Allen W. Bodiford, Stockbridge, Ben D. Fierman, for Appellant.
Adam Richard Nagel, Barnesville, for Appellee.
The mother of T. D., B. D., and A. D. appeals from the juvenile court’s order granting physical custody of the children to their father and ordering the mother to pay child support. The mother argues that insufficient evidence supported the custody modification and that the juvenile court erred by failing to consider the father’s supplemental income, by requiring the mother to pay more than half of the children’s uninsured medical expenses, and by suspending her visitation with the children pending a further healing. We agree that the juvenile court should have considered the father’s supplemental income, and we reverse and remand for a recalculation of child support; otherwise, we affirm.
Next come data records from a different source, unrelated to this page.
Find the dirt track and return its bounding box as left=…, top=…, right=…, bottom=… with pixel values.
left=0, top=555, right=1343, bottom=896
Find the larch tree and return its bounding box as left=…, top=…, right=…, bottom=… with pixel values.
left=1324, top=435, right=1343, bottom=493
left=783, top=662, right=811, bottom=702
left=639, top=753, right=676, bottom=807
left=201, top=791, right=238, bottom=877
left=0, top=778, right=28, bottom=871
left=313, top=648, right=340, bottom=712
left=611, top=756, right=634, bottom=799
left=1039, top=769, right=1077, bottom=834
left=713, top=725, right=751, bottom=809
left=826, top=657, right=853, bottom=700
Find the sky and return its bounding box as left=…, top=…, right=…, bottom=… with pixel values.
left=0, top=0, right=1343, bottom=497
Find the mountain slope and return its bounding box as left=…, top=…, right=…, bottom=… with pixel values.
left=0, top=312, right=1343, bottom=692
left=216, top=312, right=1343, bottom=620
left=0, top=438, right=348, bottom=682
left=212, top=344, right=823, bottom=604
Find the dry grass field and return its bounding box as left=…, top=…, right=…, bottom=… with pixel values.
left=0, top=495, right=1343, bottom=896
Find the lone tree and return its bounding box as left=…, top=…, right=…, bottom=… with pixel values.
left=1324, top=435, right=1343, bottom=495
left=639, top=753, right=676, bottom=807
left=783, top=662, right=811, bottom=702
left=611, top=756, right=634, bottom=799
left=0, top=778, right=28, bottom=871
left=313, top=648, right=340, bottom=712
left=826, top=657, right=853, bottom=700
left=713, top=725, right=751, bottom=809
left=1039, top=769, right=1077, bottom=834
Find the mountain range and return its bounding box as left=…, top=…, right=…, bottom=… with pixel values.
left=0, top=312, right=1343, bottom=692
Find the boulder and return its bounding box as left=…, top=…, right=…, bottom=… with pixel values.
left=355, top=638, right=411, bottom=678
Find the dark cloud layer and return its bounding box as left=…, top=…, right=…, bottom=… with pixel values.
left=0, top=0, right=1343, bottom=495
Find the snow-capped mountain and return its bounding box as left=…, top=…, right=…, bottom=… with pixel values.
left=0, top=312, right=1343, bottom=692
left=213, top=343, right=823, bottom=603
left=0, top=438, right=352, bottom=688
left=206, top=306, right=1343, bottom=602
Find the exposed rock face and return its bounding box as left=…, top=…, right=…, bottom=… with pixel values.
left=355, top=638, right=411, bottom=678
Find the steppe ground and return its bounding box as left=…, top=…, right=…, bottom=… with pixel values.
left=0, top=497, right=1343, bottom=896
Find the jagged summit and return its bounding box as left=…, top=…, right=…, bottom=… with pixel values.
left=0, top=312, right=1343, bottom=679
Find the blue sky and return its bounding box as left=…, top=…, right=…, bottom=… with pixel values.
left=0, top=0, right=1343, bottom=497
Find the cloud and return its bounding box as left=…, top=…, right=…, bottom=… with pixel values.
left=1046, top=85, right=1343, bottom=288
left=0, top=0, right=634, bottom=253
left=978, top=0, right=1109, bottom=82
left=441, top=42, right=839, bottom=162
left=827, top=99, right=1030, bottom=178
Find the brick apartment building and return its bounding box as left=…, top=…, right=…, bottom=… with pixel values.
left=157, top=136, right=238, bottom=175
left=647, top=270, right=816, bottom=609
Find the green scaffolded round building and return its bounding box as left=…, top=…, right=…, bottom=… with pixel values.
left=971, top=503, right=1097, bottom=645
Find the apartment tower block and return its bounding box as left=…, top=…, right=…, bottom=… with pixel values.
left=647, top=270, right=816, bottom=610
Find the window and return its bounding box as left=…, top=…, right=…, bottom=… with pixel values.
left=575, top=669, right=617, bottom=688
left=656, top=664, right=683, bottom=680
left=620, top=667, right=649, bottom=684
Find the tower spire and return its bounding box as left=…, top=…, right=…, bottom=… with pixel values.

The record shows that the mother and father divorced in 2018. The superior court awarded joint legal custody of their three minor children, with the mother having primary physical custody.1 At some point thereafter, the juvenile court placed the oldest child, T. D., in the temporary custody of the father as part of a delinquency proceeding. In 2022, the father petitioned the superior court to modify custody as to all three children, alleging that the delinquency proceeding constituted a material change in circumstances. The superior court transferred the petition to juvenile court. See OCGA § 15-11-11 (3).
[1] At the juvenile court's hearing on the modification petition, the parties presented testimony from the mother, father, and several other adult witnesses. Although no court reporter was present, the testimony of these witnesses was recorded and subsequently transcribed.2 The juvenile court also interviewed each child individually in the presence of counsel, but these conversations were neither recorded nor transcribed. Following the hearing, the juvenile court found that "there has been some physical abuse and emotional abuse of the children by the children’s mother," that T. D. and B. D. had expressed a desire to live with the father, and that it was in the siblings’ best interest to stay together.
Accordingly, the court awarded primary physical custody of all three children to the father and set a visitation schedule for the mother. The court also ordered the mother to pay $866.00 per month in child support, as well as 75 percent of the children’s medical expenses not covered by insurance.
The mother filed a motion for new trial. While that motion was pending, the father filed a motion for contempt, alleging that the mother had failed to return A. D. to his custody after her visitation. The father also filed an emergency motion to suspend the mother’s visitation with B. D., alleging that police had been called after the mother beat B. D. with a belt and he fled to a neighbor’s house. The juvenile court entered an ex parte order suspending the mother’s visitation as to both B. D. and A. D. Shortly thereafter, at the mother’s request, the court continued that suspension "until further order of [the] Court." The court also denied the mother’s motion for new trial, appointed a guardian ad litem for the children, and scheduled another hearing for the following month. The mother appeals.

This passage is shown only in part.